From the given anagrams select the odd one out.
2023
From the given anagrams select the odd one out.
- A.
AE5
- B.
DF6
- C.
HN14
- D.
KP18
Show answer & explanation
Correct answer: D
In this alphanumeric anagram series, each item pairs two letters with a trailing number. In a correctly-formed item, the trailing number equals the alphabetical position of the second letter (A=1, B=2, ... Z=26). To find the odd one out, check whether this letter-to-number correspondence holds for every item -- the one item where it fails is the exception.
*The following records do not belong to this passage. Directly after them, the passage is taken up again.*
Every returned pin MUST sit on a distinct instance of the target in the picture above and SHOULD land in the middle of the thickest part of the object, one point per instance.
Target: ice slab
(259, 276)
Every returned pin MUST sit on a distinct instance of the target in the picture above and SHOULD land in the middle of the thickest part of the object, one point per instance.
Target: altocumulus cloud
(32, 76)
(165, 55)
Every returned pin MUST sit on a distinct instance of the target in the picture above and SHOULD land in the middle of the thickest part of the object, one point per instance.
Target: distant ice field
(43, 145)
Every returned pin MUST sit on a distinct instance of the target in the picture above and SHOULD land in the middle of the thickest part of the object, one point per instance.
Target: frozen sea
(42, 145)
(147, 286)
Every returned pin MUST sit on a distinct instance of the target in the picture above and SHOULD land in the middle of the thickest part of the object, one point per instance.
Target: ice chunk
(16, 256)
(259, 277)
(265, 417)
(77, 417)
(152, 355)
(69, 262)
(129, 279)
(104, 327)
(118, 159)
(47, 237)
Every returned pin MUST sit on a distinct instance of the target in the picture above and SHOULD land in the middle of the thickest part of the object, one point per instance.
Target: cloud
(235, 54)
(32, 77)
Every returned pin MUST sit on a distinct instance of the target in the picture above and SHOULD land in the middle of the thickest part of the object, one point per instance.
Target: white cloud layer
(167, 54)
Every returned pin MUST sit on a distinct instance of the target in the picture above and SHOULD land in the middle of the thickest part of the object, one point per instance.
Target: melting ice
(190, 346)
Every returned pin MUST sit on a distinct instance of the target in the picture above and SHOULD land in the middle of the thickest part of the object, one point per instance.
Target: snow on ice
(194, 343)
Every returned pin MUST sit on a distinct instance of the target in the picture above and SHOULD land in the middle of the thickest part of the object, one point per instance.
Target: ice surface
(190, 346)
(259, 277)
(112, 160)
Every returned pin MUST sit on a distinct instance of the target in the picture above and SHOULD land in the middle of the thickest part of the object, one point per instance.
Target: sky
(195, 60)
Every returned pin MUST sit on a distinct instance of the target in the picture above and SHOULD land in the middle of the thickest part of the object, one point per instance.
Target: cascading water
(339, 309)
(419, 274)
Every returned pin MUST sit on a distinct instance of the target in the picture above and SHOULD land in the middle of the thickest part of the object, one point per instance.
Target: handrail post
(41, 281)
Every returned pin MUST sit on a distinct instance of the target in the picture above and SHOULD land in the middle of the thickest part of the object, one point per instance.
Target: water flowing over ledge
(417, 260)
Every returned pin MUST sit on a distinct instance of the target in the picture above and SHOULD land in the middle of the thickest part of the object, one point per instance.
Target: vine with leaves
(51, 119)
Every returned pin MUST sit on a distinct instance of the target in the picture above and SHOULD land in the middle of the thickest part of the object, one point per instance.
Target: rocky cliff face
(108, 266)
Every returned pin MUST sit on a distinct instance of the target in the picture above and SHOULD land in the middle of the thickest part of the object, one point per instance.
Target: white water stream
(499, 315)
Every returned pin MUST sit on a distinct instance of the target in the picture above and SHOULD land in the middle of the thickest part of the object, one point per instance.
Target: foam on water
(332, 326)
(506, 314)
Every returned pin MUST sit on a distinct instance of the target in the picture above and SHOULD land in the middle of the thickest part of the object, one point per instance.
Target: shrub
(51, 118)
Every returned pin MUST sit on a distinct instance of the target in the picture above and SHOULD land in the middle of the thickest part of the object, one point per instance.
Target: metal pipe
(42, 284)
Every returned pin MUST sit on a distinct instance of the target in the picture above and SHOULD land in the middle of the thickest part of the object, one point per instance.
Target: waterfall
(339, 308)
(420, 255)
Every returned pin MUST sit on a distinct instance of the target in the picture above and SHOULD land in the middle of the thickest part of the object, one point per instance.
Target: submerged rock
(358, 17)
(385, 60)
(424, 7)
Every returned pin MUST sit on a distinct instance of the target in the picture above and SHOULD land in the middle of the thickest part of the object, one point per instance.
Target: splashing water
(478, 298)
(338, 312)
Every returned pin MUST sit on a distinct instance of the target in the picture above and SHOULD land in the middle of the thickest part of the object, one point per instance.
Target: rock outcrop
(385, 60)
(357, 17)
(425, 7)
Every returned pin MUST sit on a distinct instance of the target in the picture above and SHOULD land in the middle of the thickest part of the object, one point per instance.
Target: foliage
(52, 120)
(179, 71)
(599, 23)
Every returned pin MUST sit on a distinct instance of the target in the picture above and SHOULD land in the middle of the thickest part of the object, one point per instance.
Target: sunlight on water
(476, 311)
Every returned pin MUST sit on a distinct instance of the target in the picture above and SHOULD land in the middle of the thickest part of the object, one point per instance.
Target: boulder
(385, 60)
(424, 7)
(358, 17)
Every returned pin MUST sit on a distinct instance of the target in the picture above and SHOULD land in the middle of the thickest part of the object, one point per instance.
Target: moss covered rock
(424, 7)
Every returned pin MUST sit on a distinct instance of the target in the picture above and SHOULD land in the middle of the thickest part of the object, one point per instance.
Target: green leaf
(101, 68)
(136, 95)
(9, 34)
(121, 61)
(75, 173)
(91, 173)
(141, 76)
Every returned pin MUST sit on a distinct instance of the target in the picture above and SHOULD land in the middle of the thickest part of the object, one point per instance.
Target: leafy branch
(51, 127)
Item | Second letter (position) | Trailing number | Consistent? |
|---|---|---|---|
AE5 | E (5th) | 5 | Yes |
DF6 | F (6th) | 6 | Yes |
HN14 | N (14th) | 14 | Yes |
KP18 | P (16th) | 18 | No -- mismatch |
Checking against the first letter of each pair (A, D, H, K) shows no fixed relationship to the trailing number, confirming the intended rule is the second-letter check. Under that rule, exactly one item -- the one with trailing number 18 -- fails to match; every other item matches its second letter's position exactly.
Since KP18 breaks the pattern that AE5, DF6 and HN14 all satisfy, KP18 is the odd one out.